Growing up in Montreal, the pinnacle of English radio was CJAD and the chance to work in its sports department was a dream come true for me. What made the experience more special was the chance to work with my first ever professional mentor, Rob.

Rob was the first person to tell you he was a regular guy from Chicago. His wife was a Montrealer and he was the proud father of two boys. For Rob, family always came first.

Rob brought his sense of humour to the office. He was cracking jokes both on and off the air and sometimes pushed the lines of what I thought was acceptable at CJAD. I’ll never forget his reverse interview with NHL player Bill Lindsay. It was two ‘regular guys’ having a chat.

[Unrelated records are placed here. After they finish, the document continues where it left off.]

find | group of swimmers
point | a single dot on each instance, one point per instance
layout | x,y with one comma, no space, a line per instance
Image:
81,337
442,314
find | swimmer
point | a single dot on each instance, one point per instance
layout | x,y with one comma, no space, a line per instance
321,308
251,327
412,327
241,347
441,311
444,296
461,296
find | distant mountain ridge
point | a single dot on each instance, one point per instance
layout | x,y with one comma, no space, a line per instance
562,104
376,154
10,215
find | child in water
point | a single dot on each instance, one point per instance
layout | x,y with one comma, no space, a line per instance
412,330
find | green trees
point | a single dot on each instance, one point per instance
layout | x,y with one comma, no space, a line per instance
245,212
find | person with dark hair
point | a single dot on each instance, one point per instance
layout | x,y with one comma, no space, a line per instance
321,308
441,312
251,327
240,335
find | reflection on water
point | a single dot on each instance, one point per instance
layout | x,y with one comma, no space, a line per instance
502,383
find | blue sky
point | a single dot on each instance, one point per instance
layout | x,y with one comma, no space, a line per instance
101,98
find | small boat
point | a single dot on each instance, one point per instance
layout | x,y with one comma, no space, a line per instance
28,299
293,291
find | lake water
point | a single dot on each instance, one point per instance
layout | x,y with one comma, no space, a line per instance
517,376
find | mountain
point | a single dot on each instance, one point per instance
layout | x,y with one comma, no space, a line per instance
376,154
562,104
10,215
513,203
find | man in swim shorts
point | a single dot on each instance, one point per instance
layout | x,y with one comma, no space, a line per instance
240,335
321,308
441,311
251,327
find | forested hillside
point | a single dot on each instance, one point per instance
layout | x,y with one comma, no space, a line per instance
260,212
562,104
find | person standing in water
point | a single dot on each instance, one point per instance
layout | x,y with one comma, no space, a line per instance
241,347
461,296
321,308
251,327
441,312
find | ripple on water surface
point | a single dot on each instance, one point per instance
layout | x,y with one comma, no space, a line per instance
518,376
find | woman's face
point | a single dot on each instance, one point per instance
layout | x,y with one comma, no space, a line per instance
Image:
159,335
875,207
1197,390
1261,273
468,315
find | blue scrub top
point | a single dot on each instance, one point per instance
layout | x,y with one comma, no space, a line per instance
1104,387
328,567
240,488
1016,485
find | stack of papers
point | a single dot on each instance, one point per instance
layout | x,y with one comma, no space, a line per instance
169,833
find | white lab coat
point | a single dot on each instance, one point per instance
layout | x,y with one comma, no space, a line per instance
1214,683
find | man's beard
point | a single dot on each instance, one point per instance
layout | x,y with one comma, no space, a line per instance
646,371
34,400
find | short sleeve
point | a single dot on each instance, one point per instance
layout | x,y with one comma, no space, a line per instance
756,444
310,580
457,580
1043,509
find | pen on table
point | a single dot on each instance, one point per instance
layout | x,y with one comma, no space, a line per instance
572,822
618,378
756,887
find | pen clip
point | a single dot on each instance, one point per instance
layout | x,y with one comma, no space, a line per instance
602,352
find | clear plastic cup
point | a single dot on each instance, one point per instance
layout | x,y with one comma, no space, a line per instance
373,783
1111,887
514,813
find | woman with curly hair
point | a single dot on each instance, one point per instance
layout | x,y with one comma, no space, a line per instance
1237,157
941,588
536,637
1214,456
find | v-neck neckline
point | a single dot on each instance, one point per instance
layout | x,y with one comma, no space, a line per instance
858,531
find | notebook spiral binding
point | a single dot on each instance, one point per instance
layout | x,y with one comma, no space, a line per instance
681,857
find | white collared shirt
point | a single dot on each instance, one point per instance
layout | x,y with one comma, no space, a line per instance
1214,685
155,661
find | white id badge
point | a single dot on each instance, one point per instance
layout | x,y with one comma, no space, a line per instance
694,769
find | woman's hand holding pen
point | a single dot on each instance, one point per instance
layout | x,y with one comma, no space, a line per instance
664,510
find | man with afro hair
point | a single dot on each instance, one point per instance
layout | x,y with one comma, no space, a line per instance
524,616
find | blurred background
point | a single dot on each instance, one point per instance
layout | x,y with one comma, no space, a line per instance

Rob’s ‘regular guy’ persona was infectious because it wasn’t a persona. Rob brought his true self to work. Every day. No questions asked.

Mike Robbins, author of Bring your Whole Self to Work, defines bringing your whole self to work as “having the courage to take risks, speak up, ask for help, connect with others in a genuine way, and allow ourselves to be truly seen.” That was Rob — a real connector.

Robbins also calls out the need to remember “that we’re all vulnerable, imperfect human beings doing the best we can.” Rob personified this with his coaching style. He never forgot what it was like to be a radio rookie and made sure to craft a learning path for me that was geared towards success.

I’m fortunate to have had people like Rob in my life. There have been many other professional mentors who have taught me valuable lessons, but Rob was the first person who really showed me what it means to bring your whole self to work.

Take a moment to think about your professional mentors, your managers and your peers. Who embodied what it means to bring your whole self to work? What caused you to think this? 

And do you bring your whole self to work? If not, what’s stopping you?